“I’m transferring you to another therapist.” The words come out in a rush. “My father knows. Made it clear—you or my career. So congratulations, you win. I’m choosing my career.”
“I win?” I laugh, but it’s razor-sharp. “What exactly do I win? Losing the only person who sees me as more than fists and penalties? Getting shuttled to another shrink who’ll read my file and see a lost cause?”
“You’ll be fine. Dr. Morse is excellent—”
“I don’t want Dr. Morse. I want—” I stop myself, but we both know how that sentence ends.
“What? What do you want, Reed?” She whirls on me, eyes blazing. “Tell me what you want so I can explain why it’s impossible.”
“You. I want you. I’ve wanted you since Vegas, through every session, every text, every fucking moment you’ve been pretending we’re doctor and patient instead of—”
“Instead of what? What are we?”
“I don’t know!” The words explode out. “I don’t know what we are because you keep running. Vegas, the equipment shed, every time we get close to something real, you bolt.”
“Because it’s not real! This thing between us is just chemistry. Hormones. Bad decisions looking for a place to happen.”
“Bullshit.”
“It’s not—”
“It’s bullshit and you know it. You’re not here at midnight, looking like you’ve been crying, because of hormones.”
“I haven’t been crying.”
“Right.” I move closer, and she backs up until she hits the wall. “You’ve been crying because walking away from this is killing you. Just like it’s killing me.”
“Don’t—”
“Don’t what? Don’t call you a coward? Don’t point out that you’re choosing daddy’s approval over something real?”
“Fuck you.” She shoves at my chest, but I don’t budge. “You don’t know what I’m choosing. You don’t know what he said, what he threatened—”
“I know you’re scared. Always so fucking scared of feeling anything you can’t control.”
“And you’re so brave? Mister punch-first-think-later? At least I’m not destroying everything I touch.”
“No, you just destroy things by leaving them.”
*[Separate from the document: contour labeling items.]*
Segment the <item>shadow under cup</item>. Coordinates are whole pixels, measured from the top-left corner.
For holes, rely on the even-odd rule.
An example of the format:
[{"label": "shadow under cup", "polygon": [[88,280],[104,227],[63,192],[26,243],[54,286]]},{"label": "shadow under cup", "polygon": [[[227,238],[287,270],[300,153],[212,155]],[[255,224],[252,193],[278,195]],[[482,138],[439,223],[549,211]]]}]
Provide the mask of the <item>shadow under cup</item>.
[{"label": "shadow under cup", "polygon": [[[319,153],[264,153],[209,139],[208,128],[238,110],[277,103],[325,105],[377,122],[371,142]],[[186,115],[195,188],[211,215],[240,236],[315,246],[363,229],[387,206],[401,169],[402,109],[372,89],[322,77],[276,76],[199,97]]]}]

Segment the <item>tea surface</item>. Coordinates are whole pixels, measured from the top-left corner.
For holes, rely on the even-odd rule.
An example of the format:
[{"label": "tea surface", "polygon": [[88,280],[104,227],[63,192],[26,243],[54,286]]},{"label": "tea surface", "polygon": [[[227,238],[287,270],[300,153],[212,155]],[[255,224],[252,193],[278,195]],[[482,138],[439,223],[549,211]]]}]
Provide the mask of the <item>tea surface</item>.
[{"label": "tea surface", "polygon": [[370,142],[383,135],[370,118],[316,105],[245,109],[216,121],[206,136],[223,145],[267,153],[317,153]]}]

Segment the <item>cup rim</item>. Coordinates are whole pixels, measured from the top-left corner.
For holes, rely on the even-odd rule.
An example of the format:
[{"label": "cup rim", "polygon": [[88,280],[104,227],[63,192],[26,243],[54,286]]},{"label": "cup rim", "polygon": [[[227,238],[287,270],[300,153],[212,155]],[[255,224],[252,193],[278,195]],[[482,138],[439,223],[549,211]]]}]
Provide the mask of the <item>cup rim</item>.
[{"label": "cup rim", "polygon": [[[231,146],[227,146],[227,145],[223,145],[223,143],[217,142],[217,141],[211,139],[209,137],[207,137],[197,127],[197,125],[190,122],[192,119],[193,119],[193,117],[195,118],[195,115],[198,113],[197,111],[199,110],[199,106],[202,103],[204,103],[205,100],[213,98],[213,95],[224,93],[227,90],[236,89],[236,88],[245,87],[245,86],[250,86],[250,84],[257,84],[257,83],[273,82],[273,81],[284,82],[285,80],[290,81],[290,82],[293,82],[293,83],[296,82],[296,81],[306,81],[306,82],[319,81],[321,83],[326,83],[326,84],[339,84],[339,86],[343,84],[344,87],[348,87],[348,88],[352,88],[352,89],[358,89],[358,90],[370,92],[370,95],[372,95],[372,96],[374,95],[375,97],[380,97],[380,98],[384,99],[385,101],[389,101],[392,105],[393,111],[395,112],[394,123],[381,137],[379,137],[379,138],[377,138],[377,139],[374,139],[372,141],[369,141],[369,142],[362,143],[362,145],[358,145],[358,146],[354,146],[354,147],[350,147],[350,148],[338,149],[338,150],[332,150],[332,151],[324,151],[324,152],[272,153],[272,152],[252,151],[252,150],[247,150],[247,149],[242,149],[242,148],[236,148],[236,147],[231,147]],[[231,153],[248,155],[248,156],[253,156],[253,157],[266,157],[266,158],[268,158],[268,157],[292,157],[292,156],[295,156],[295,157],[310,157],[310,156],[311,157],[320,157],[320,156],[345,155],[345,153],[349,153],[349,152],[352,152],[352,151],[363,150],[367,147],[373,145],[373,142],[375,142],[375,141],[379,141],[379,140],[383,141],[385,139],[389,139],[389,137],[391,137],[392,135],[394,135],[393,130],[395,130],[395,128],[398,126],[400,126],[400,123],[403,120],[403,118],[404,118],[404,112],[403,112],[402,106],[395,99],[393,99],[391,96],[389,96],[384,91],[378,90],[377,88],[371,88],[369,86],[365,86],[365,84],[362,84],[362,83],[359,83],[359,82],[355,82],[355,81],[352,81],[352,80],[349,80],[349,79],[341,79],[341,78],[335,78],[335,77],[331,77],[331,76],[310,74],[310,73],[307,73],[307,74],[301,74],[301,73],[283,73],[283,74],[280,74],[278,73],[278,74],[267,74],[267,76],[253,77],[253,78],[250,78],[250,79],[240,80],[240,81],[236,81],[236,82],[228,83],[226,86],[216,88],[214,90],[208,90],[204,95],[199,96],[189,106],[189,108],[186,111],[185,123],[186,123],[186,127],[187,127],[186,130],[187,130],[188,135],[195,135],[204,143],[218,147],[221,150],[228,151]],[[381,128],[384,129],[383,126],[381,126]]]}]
She slaps me. Hard. The crack echoes in my apartment, and we both freeze, breathing hard.
“I’m sorry,” she whispers. “I didn’t—”
I kiss her.
It’s not gentle. It’s pent-up frustration and want crashing together, all tongue and desperation. She makes a sound—protest or plea—then her hands are in my hair, pulling hard enough to hurt.
We stumble backward, knocking into furniture, tearing at clothes. Her blazer hits the floor. My shirt follows. Every barrier between us feels like an insult we’re desperate to correct.
“This doesn’t change anything,” she gasps as I lift her onto the kitchen counter.
“Be quiet.”
“I’m still transferring you.”
“I said don’t talk.”
I kiss her again to stop the words, to stop the thinking, to stop everything but this. Her legs wrap around me, pulling me closer, and I groan at the contact.